Common interface to a variety of file systems and object stores.
The caches have an object store interface, and are constructed on a URL, with a directory assumed if there is no schema to the URL.
from ckcache import parse_cache_string, new_cache
config = parse_cache_string('/tmp/ckcache/test') # Create a config pointing to a directory
cache = new_cache(config) # Create a FsCache on a directory
cache.put(source_file_name, '/cache/key') # Store contents of source_file_name at the cache key in the cache dir
Caches are composable, so they can be linked together in layers to add features or create multiple levels. So, if you have fast but limited local storage, and large but slow remote storage:
from ckcache.filesystem import FsCache, FsLimitedCache
slow_fs = FsCache(...)
fast_fs = FsLimitedCache(..., upstream=slow_fs, size=500)
With this configuration, writes to fast_fs will be propagated to slow_fs, but if fast_fs gets larger than 500MB, files will be deleted on a LRU basis.

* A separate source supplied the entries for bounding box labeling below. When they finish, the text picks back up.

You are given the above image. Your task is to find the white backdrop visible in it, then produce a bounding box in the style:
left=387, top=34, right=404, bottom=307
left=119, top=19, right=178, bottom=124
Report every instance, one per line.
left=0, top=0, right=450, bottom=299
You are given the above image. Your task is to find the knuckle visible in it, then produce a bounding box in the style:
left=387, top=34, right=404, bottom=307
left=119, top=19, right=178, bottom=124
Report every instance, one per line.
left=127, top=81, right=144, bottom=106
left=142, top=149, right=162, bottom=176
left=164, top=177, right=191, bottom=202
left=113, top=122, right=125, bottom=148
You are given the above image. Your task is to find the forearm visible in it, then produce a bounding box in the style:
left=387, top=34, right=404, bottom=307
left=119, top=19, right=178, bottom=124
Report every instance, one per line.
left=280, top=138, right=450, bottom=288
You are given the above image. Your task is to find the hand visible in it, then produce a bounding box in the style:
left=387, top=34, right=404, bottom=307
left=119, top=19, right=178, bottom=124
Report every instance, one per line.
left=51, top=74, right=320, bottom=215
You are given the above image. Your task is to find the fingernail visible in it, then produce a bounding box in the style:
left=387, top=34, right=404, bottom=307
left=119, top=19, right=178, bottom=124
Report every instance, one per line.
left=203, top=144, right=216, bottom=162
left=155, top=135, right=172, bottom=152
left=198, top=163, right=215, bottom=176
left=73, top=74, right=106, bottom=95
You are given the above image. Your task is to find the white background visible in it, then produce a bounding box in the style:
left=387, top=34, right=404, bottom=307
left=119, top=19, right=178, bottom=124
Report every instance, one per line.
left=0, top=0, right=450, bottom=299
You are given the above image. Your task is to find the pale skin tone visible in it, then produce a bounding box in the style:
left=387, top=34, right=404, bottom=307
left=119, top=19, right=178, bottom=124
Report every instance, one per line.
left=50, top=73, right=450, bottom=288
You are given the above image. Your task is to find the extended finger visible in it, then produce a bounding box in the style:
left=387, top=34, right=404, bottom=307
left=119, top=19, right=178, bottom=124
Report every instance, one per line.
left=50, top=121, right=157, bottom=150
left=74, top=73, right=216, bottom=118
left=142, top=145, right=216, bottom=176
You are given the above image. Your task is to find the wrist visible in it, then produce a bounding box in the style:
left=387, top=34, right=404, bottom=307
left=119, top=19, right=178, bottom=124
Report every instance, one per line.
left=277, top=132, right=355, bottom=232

If a missing file is requested from fast_fs, it will be copied up from slow_fs.
Caches can also be composed for compression and logging. There are caches that work against dictionaries and HTTP, one that does asynchronous writes to slow upstream.
So, you could compose a cache that uses an in-memory dictionary, which fallsback to a local disk, which in turn fallas back to Amazon S3. Since writes to S3 are slow, you could have the writes happen to the local disk syncronously, but the write to S3 happens async in a thread.